15 ] E não só isso, mas algum tipo de castigo recairá sobre os primeiros pela sua recepção hostil dos estrangeiros;
16 ] mas os últimos, depois de os receberem com festividades, afligiram com terríveis sofrimentos aqueles que já partilhavam dos mesmos direitos.
17 ][ 18 ] Eles também foram atingidos pela perda da visão — assim como aqueles que estavam à porta do justo — quando, cercados por uma escuridão profunda, cada um tentava encontrar o caminho através de sua própria porta.

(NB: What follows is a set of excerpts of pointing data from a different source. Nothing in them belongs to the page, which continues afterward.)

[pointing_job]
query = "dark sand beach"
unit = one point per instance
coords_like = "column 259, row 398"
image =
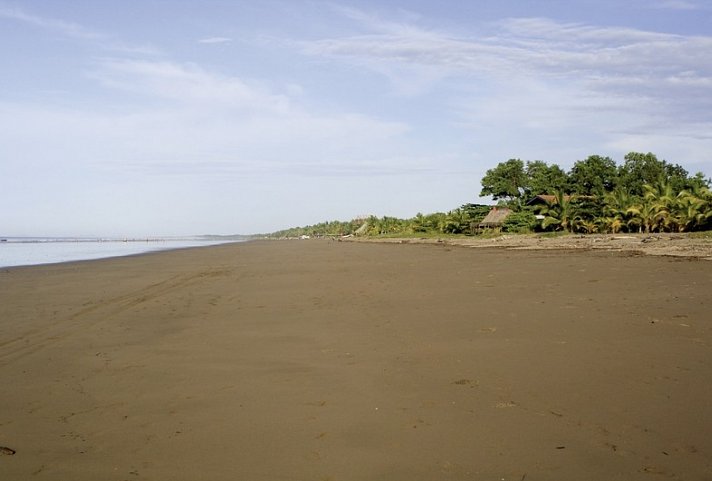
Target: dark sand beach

[ 19 ] Pois os elementos trocaram de lugar uns com os outros, como numa harpa as notas variam a natureza do ritmo, enquanto cada nota permanece a mesma. Isso pode ser claramente inferido da visão do que aconteceu. 10 ] Pois os animais terrestres foram transformados em criaturas aquáticas, e as criaturas que nadam passaram para a terra. 21 ] O fogo, mesmo na água, manteve seu poder normal, e a água esqueceu sua natureza de extinguir o fogo. 22 ] As chamas, ao contrário, não consumiram a carne das criaturas perecíveis que andavam entre eles, nem derreteram o alimento celestial cristalino e facilmente derretível. 23 ] Pois em tudo, ó Senhor, tu exaltaste e glorificaste o teu povo; e não deixaste de ajudá-lo em todos os momentos e em todos os lugares.